Em síntese, a primeira parte de Mensagem, BRASÃO, conta a gênese da história portuguesa. Na segunda parte intitulada MAR PORTUGUÊS, são apresentadas as navegações e conquistas marítimas de Portugal. Na terceira, O ENCOBERTO, é mostrado o mito sebastianista do retorno de Portugal às épocas de glórias. A primeira parte da Bíblia conta a gênese do Universo e do povo ungido por Deus e suas primeiras conquistas. Na segunda são apresentadas, em meio a sofrimentos e exílios, sobretudo as profecias sobre o Messias que haveria de vir. A terceira parte aborda a preparação histórica para a chegada do Messias e do V Império – sonhado por Nabucodonosor e interpretado por Daniel.

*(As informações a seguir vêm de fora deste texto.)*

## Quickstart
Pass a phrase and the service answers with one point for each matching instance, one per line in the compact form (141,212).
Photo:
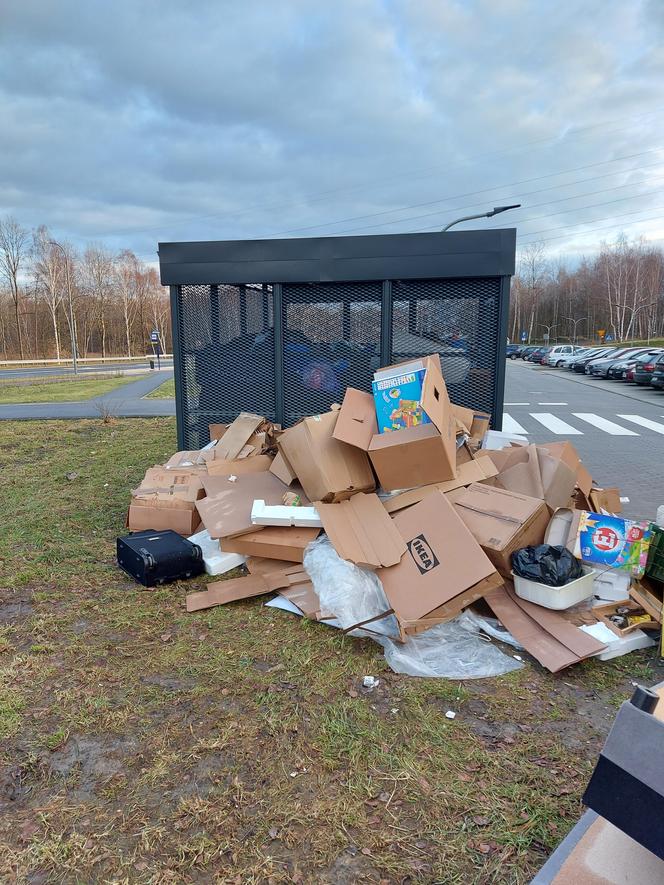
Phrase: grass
(164,391)
(139,743)
(62,390)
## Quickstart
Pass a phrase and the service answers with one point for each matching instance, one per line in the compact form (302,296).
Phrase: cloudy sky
(141,121)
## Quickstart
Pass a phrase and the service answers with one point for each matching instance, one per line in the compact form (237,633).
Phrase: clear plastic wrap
(454,650)
(351,593)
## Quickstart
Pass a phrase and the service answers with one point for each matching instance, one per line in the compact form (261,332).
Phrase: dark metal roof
(471,253)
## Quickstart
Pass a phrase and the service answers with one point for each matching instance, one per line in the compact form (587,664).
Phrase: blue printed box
(398,401)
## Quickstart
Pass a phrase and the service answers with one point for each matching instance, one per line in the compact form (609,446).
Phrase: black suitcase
(153,557)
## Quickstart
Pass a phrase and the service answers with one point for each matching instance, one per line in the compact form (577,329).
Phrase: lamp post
(575,322)
(72,328)
(495,211)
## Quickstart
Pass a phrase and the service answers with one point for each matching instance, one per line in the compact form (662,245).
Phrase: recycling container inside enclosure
(282,327)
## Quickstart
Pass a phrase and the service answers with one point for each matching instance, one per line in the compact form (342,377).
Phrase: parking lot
(617,428)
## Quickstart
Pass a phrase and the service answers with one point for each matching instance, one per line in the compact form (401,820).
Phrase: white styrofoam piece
(611,585)
(556,598)
(498,439)
(616,646)
(282,514)
(216,561)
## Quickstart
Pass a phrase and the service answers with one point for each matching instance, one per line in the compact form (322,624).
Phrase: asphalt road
(100,369)
(617,428)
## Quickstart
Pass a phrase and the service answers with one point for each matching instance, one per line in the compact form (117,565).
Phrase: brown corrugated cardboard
(442,560)
(235,589)
(502,521)
(237,435)
(273,542)
(227,509)
(404,458)
(216,431)
(282,469)
(361,531)
(605,500)
(475,470)
(224,467)
(329,470)
(533,471)
(144,515)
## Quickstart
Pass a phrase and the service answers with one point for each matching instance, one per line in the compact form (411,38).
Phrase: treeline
(54,298)
(619,291)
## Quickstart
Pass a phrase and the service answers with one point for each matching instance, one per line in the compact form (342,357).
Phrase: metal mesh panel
(226,357)
(331,341)
(459,319)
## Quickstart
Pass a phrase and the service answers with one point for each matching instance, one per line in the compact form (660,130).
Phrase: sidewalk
(123,402)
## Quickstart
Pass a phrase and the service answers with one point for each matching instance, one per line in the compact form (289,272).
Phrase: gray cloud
(137,122)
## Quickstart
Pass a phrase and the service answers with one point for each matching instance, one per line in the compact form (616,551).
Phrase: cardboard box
(502,521)
(224,467)
(227,509)
(475,470)
(237,435)
(329,470)
(605,500)
(405,458)
(361,531)
(442,562)
(273,542)
(533,471)
(612,542)
(150,515)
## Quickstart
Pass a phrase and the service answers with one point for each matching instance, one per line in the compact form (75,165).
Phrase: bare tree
(98,273)
(13,249)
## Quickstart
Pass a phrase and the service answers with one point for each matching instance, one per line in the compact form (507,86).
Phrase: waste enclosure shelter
(282,327)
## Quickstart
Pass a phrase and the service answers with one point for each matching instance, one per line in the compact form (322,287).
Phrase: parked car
(643,372)
(620,369)
(657,379)
(579,365)
(557,355)
(600,368)
(538,355)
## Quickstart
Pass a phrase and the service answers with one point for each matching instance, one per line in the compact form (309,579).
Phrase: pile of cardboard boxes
(436,510)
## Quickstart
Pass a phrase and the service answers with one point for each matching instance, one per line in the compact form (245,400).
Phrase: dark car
(643,372)
(600,368)
(623,369)
(580,364)
(657,379)
(538,355)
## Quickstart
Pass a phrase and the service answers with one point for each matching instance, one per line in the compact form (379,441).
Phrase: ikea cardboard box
(502,521)
(328,469)
(442,571)
(410,457)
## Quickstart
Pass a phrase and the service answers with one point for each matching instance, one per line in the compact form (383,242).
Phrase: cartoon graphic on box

Nota, por conseguinte, que na história social desses povos há uma equiparação: ambos receberam um sinal de Deus, ambos viveram momentos de glórias com períodos de decadência, seguidos da busca por esperança.
Para Pessoa, o mítico implica o místico. Pois mítico (do latim mythĭcus, relativo a mitos) é uma modalidade de conhecimento baseada no entendimento de que existem modelos naturais e sobrenaturais dos quais brota o sentido de tudo o que existe, que ajuda o ser humano a explicar o mundo por meio de representações que não são lógicas nem resultantes de experimentações científicas. E místico (do grego mystikós, relativo a mistérios) é uma modalidade de conhecimento sobrenatural, espiritual que transcende o racional; ou seja, trata-se de um conhecimento esotérico e teosófico que busca compreender o sentido de uma realidade transcendente. Assim sendo, algo mítico pode se referir a um fenômeno místico, ao mesmo tempo que o místico pode se referir a algum mito. E essa interação adquire uma simbologia no plano espiritual e metafísico. Assim, consciente de sua missão, centrado na dimensão mítica e mística da história de Portugal, Fernando Pessoa fala sobre a nação portuguesa de forma a libertá-la do tempo histórico linear utilizando, em alguns poemas de Mensagem, o tempo presente e a primeira pessoa do singular.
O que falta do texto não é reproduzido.